The restaurant scores on every front, he says, from its “cartoonishly grand” pink and gilt Louis XIV interior, via the well-drilled but resolutely un-stuck-up staff, to “food that leaves me fog-headed with pleasure”, gasping “did human hands really do all this?”
Executive chef John Williams has revolutionised The Ritz over two decades, so what is apparently old-school is now “anything but dated. He has bear-hugged tradition but created a sense of timelessness. Can there be cutting-edge classicism?”.
David Ellis - 2024-09-29The Times
In the third episode of his search for the holy grail of ‘fine dining’, Tim Hayward doubled up with former Sunday Times and Guardian critic Marina O’Loughlin for the second of this week’s mob-handed reviews, of a seven-course ‘Epicurean Lunch’ at The Ritz – erstwhile stomping ground of Auguste Escoffier, the chef who, as Tim reminded us, “wrote the book on fine dining”.

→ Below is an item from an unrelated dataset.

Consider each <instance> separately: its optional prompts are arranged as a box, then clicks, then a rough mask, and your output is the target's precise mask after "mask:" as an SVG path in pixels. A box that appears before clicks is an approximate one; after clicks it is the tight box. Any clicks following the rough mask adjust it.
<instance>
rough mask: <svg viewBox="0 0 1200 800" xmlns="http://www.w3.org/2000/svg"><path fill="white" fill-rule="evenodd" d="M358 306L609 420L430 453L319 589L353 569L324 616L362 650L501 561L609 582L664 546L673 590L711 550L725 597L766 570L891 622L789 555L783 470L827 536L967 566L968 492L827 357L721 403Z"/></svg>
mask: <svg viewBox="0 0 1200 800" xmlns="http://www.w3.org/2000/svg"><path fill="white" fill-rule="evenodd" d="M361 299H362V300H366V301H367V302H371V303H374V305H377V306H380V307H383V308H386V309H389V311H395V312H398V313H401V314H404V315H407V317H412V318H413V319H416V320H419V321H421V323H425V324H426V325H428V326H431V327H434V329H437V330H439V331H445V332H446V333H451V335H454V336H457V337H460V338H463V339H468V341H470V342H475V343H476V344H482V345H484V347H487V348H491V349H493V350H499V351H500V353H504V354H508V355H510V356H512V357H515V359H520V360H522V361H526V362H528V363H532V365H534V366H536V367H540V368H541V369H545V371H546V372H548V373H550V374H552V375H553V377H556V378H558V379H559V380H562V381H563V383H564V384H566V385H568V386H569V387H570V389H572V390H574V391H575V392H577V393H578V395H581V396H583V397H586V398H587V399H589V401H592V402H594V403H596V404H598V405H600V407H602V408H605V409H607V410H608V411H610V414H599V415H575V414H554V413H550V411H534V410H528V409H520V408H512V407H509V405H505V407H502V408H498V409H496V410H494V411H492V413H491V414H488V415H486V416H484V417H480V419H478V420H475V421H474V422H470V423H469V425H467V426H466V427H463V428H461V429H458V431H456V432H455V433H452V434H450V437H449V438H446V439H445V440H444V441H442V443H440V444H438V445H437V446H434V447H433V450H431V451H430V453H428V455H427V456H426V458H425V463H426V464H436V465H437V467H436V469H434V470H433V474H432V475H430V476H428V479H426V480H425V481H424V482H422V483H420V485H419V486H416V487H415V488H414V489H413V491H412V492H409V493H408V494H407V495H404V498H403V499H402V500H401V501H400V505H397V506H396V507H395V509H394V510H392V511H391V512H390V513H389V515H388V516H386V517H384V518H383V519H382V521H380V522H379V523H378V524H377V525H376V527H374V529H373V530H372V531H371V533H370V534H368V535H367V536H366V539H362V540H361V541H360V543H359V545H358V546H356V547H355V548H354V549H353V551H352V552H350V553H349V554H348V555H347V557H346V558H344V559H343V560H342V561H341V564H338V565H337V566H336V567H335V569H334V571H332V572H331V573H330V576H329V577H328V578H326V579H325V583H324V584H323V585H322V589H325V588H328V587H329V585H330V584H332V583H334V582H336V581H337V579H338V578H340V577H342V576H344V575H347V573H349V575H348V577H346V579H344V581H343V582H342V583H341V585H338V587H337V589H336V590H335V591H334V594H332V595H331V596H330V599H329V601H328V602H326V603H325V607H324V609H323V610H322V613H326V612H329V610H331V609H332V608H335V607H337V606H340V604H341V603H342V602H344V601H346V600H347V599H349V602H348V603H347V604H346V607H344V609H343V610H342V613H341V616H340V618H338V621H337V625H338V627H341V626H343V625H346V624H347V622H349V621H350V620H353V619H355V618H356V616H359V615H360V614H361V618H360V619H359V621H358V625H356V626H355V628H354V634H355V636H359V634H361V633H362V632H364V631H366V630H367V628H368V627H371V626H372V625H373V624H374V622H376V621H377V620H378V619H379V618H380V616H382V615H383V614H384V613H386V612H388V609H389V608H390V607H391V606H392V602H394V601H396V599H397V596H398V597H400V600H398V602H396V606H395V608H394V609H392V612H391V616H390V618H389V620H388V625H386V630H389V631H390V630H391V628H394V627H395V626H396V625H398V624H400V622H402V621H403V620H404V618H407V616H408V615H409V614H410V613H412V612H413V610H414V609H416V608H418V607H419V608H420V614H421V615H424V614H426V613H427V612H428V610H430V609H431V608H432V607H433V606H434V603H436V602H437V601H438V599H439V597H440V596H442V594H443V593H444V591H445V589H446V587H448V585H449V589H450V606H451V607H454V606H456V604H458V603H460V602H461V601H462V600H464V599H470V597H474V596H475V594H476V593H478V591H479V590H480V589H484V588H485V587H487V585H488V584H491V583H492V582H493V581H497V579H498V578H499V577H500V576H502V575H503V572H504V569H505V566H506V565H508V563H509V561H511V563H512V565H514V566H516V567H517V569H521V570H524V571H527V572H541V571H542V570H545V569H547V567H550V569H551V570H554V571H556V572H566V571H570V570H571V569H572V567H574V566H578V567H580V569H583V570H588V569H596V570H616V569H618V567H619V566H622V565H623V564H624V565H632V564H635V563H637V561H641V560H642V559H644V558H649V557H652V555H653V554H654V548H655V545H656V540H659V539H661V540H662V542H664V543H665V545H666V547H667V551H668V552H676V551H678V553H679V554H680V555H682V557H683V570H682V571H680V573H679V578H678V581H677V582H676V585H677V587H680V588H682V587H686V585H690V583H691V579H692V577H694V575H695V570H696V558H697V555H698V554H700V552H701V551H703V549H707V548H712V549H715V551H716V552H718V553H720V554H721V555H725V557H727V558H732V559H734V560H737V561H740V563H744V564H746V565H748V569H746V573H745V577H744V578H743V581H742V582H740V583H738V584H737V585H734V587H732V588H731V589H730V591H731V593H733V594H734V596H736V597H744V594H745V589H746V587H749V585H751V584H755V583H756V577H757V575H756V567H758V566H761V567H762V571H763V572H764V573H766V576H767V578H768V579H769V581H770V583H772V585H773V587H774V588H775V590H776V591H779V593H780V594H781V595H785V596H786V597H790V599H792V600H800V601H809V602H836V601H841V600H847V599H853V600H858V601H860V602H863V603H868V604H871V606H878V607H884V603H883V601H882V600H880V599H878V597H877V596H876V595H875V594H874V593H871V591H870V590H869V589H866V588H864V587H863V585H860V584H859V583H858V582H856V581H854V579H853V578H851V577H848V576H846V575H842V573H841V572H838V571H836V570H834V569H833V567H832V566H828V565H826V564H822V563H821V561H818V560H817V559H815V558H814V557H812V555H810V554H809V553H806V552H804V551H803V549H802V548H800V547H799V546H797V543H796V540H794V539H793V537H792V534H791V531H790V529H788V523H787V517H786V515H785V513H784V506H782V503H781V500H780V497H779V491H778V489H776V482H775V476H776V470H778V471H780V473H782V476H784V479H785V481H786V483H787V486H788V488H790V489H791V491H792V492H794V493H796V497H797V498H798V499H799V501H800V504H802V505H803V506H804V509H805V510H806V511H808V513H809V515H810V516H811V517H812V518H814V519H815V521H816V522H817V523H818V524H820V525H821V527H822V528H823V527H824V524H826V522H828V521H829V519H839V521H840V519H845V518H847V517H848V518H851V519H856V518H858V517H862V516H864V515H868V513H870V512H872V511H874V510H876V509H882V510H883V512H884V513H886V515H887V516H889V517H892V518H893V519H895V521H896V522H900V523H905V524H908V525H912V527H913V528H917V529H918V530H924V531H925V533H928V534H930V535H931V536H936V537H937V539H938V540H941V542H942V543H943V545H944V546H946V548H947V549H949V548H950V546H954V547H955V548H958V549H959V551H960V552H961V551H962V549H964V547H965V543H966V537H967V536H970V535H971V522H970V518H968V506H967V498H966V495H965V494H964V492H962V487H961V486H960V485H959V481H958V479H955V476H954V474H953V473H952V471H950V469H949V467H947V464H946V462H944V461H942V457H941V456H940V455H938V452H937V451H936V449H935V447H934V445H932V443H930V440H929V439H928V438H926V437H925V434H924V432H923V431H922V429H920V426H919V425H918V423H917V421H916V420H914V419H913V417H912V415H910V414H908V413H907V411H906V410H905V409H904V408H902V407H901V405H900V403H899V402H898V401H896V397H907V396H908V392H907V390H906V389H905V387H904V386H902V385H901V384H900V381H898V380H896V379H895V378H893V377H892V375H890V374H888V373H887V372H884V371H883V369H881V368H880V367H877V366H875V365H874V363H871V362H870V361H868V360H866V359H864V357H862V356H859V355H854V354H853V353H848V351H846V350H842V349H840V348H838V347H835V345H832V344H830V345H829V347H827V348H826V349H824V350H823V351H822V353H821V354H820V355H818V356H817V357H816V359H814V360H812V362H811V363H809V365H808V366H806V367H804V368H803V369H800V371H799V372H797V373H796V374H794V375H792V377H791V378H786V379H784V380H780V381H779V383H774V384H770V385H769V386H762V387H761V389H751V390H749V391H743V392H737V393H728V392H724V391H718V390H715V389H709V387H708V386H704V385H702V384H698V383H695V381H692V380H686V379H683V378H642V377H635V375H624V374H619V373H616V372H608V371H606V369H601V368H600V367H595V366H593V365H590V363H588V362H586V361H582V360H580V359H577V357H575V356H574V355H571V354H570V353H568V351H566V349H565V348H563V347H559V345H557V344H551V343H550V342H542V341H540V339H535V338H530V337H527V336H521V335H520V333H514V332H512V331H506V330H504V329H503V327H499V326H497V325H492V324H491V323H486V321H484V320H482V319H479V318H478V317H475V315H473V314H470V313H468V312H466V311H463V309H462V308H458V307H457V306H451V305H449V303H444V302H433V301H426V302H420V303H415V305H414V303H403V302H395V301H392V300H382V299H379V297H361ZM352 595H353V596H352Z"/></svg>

The pair agreed on their shared disdain for the present state of the genre – the “absurd menus of flash ‘nibbles with narratives’” paraded by young chefs around the country via “the echo chamber of ‘Chef Instagram’”, and the resultant “total loss of deliciousness”. Marina dated this disenchantment to her second visit to El Bulli, and the “tortured and denatured” food she ate there.
The meal started with an amuse bouche of Coronation chicken that “dabbed every cliché” of this reviled modern gastronomy with “every kind of twattery required, deconstruction, a ‘witty narrative’, a pointlessly novel presentation of a weary classic”… But – and there had to be a ‘but’ – “Also, frustratingly and thanks to the talents of John Williams (MBE), a classically and fully adult chef, it was bloody gorgeous.”
The rest of the meal lived up to this elevated standard, delighting both critics despite their initial reservations. By the end, Tim was left wondering what exactly “fine dining” is these days. Marina suggested a working definition: “Tweezers, multiple complex techniques and hushed reverence.”